Il cinema di genere si alimenta di convenzioni narrative che a volte rasentano lo stereotipo. La cura dei dettagli e la capacità di racconto possono però trasformare un'idea trita e una storia banale in un prodotto quantomeno coinvolgente. Per arrivare a questo risultato non sono necessarie risorse importanti: basta un po' di buona volontà.

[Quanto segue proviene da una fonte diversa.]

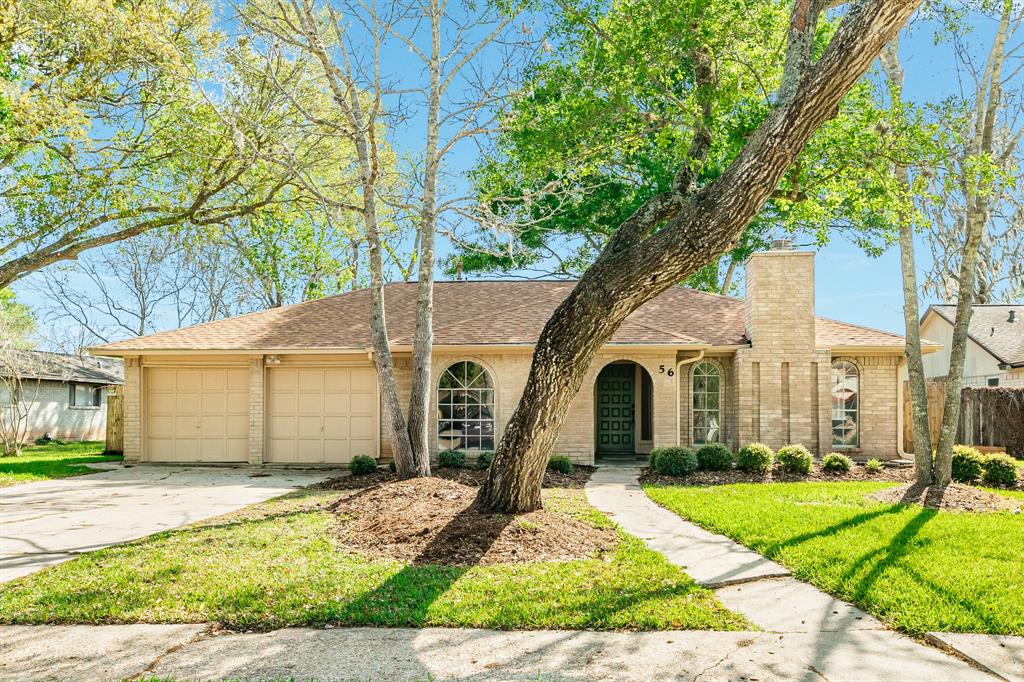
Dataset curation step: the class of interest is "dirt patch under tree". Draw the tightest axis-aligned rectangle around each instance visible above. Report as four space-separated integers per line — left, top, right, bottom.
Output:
869 482 1022 513
327 476 617 565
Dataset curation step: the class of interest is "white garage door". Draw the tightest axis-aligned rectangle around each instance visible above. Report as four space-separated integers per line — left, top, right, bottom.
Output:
145 367 249 462
266 366 377 464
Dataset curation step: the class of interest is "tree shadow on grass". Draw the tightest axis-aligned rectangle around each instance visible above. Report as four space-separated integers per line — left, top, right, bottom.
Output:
327 497 514 627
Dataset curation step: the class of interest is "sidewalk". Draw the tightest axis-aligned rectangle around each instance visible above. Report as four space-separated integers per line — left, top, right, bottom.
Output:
584 466 1002 680
0 623 997 681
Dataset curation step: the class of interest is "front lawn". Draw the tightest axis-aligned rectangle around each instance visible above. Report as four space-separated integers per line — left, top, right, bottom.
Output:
645 482 1024 635
0 484 750 632
0 441 121 487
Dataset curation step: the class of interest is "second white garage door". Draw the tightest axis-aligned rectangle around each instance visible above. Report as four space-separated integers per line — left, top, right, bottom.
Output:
145 366 249 462
266 366 377 464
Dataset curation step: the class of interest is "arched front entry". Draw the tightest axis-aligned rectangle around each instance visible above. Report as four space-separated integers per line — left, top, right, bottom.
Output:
595 361 654 459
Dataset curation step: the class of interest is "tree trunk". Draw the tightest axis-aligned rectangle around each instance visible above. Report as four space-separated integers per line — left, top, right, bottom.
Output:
934 0 1013 484
480 0 925 513
879 39 933 484
404 0 442 478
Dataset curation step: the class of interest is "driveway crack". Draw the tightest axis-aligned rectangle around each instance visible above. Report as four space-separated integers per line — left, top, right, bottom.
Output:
131 624 216 680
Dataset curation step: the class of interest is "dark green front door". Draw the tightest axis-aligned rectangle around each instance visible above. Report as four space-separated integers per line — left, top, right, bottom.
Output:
596 363 635 455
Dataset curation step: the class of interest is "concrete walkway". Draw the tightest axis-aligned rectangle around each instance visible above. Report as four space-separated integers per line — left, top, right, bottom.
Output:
0 624 998 681
584 466 1001 679
0 465 341 583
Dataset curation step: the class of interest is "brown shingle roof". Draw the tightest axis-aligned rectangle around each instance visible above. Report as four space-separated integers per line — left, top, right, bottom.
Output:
92 280 910 353
929 304 1024 367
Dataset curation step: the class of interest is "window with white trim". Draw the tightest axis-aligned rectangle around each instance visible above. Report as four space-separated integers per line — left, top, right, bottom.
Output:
692 361 721 444
69 383 101 408
831 360 859 447
437 361 495 451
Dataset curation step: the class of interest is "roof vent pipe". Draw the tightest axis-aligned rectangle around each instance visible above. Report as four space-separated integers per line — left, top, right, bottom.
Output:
1009 309 1016 323
771 238 794 251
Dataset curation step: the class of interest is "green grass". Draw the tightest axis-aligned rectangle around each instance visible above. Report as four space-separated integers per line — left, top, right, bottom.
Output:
0 441 121 487
645 481 1024 635
0 486 750 632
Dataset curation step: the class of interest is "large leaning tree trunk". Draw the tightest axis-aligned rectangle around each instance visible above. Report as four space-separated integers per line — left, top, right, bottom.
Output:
479 0 925 513
879 39 933 485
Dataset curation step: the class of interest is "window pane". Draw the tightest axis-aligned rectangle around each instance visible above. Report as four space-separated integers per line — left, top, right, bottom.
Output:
437 362 495 452
831 360 859 446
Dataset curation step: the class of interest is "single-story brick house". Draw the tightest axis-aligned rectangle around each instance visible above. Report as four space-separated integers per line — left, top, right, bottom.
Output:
92 246 937 465
0 351 124 442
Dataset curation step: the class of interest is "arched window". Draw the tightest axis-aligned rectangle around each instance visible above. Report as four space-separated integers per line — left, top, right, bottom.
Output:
692 361 722 444
831 360 859 447
437 361 495 451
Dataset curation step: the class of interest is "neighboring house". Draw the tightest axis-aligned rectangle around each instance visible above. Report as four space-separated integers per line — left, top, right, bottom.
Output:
0 351 124 442
93 244 938 466
920 304 1024 387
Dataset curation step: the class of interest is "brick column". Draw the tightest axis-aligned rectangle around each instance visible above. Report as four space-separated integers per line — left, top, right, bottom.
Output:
248 356 265 465
122 356 142 463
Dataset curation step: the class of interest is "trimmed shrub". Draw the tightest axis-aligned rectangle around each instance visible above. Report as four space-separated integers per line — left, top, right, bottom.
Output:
696 443 734 471
475 451 494 470
649 447 697 477
822 452 853 474
388 460 397 473
982 453 1020 486
951 445 986 483
547 455 574 475
736 443 774 473
438 449 466 469
777 444 813 475
349 455 378 476
865 458 884 473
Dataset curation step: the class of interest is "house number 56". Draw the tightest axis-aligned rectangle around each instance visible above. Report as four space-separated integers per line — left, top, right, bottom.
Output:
659 365 675 377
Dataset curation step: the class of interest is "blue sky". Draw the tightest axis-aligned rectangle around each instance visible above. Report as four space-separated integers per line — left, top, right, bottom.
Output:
14 4 1010 343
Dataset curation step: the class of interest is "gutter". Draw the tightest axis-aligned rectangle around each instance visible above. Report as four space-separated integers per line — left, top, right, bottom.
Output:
675 351 705 446
897 356 909 460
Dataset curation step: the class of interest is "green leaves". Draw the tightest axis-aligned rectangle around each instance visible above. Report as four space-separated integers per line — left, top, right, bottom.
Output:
458 0 926 288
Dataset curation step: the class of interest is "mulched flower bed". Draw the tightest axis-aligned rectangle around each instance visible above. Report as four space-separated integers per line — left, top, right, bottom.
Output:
869 482 1022 513
320 464 596 491
327 476 617 565
640 463 916 487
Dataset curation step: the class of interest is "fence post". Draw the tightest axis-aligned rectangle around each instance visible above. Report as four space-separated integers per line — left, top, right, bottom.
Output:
105 385 124 454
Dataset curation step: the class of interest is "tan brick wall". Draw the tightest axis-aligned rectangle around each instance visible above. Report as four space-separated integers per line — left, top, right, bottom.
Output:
838 355 901 459
122 357 141 463
248 356 265 465
382 349 677 465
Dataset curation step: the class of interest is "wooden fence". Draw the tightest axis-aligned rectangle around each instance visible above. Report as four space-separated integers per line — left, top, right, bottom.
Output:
903 380 1022 456
902 379 946 453
958 387 1024 457
105 385 124 454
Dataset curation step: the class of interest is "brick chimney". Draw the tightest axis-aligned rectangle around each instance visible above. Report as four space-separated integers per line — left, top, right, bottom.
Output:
744 242 816 351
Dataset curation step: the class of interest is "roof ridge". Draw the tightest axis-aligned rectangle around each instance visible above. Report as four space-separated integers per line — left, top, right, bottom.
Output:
815 315 905 340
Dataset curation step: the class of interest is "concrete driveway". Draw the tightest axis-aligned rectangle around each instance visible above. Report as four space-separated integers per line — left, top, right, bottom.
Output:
0 465 342 583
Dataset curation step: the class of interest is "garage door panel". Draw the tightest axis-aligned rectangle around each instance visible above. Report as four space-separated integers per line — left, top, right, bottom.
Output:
324 368 350 390
297 393 322 414
351 396 375 416
176 370 201 392
298 368 322 386
226 369 248 390
201 392 227 414
323 416 348 439
146 366 248 463
324 392 349 415
266 365 377 464
351 415 375 439
295 438 322 460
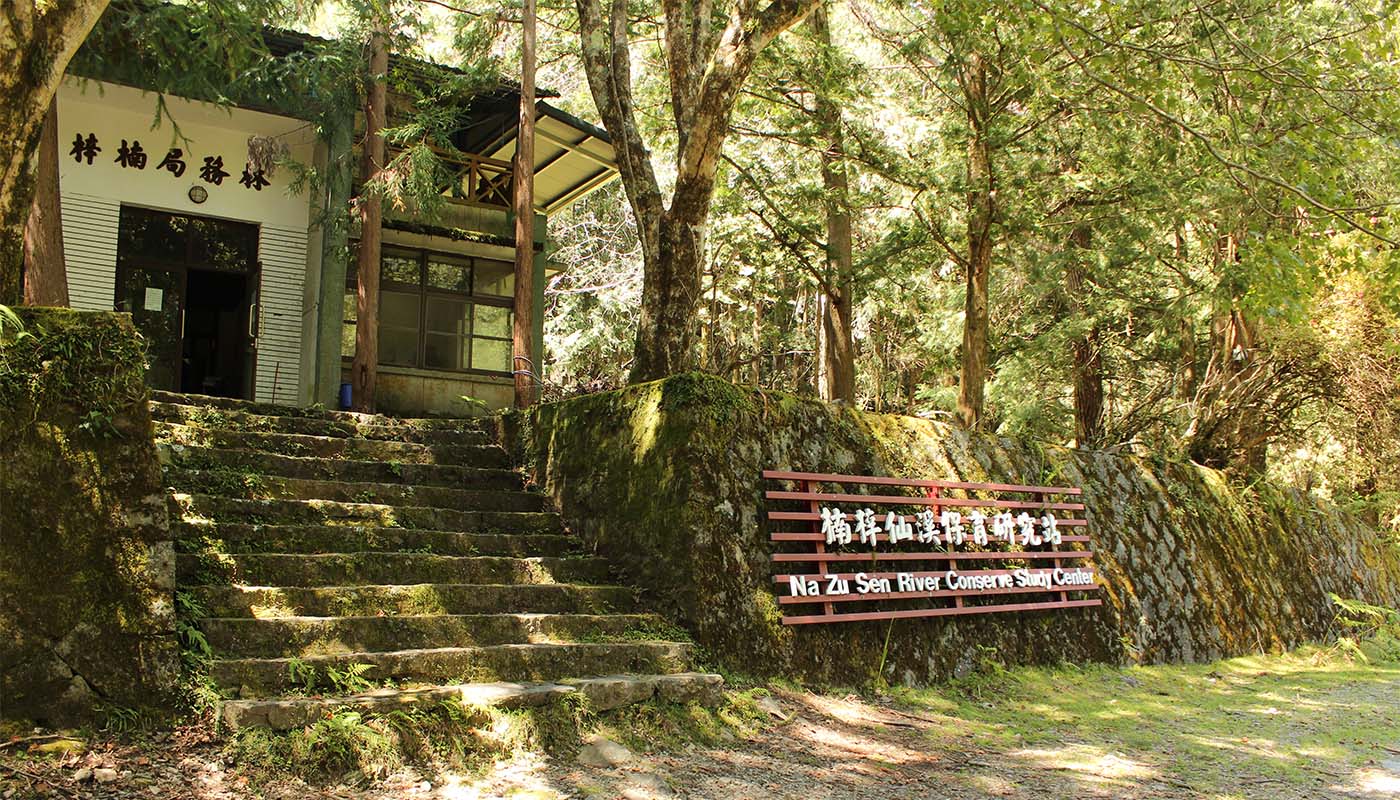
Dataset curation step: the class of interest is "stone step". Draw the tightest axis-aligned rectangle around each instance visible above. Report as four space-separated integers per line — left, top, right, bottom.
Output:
156 423 511 467
151 390 489 429
212 641 696 698
151 401 491 445
162 446 521 490
220 672 725 731
201 612 669 657
189 582 640 618
174 522 579 557
165 468 546 512
171 493 563 534
179 552 612 587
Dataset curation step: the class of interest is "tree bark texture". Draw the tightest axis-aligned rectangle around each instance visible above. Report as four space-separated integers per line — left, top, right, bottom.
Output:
1066 225 1102 446
810 3 855 403
957 53 994 430
512 0 537 408
351 27 388 413
23 98 68 306
1 0 110 306
574 0 821 382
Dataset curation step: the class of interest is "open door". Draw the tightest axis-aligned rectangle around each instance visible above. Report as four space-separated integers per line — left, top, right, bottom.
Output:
115 265 185 391
115 206 259 399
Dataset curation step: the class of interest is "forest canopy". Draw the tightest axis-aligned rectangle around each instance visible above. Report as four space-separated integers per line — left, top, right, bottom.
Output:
6 0 1400 530
533 0 1400 531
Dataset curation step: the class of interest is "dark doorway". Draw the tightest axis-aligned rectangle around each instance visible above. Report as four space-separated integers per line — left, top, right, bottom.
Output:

Di certo In the box non difetta di buone intenzioni, se si pensa che il regista Giacomo Lesina, al suo esordio dietro la macchina da presa per un lungometraggio dopo tanti anni come aiuto regista (ha lavorato, tra gli altri, con Luigi Comencini, Paul Schrader, Francesca Archibugi e Neri Parenti), e l'attrice protagonista Antonia Liskova hanno lavorato senza compenso per questo film.

Il risultato è un thriller certamente non originale, con qualche lacuna e ingenuità nella sceneggiatura, diversi passaggi narrativi non risolti e alcuni dialoghi difficilmente digeribili, ma che riesce alla fine a coinvolgere lo spettatore nelle sfortunate sorti della protagonista.

Una giovane donna (Antonia Liskova) si risveglia dentro un garage dal quale è impossibile uscire. Il motore di un'auto è acceso e ha pochissimo tempo per riuscire a salvarsi dal soffocamento. L'unico strumento con il quale può comunicare con l'esterno è un telefono cellulare molto difficile da localizzare e con poca batteria. Ad averla chiusa lì dentro è un uomo misterioso che sembra conoscere tutto della sua vita, del suo torbido passato e soprattutto di ciò che ha di più caro al mondo: la piccola figlia Vanessa...

In the box ha il merito di tentare di realizzare in Italia un film di genere a basso costo e in lingua inglese: un lodevole proposito.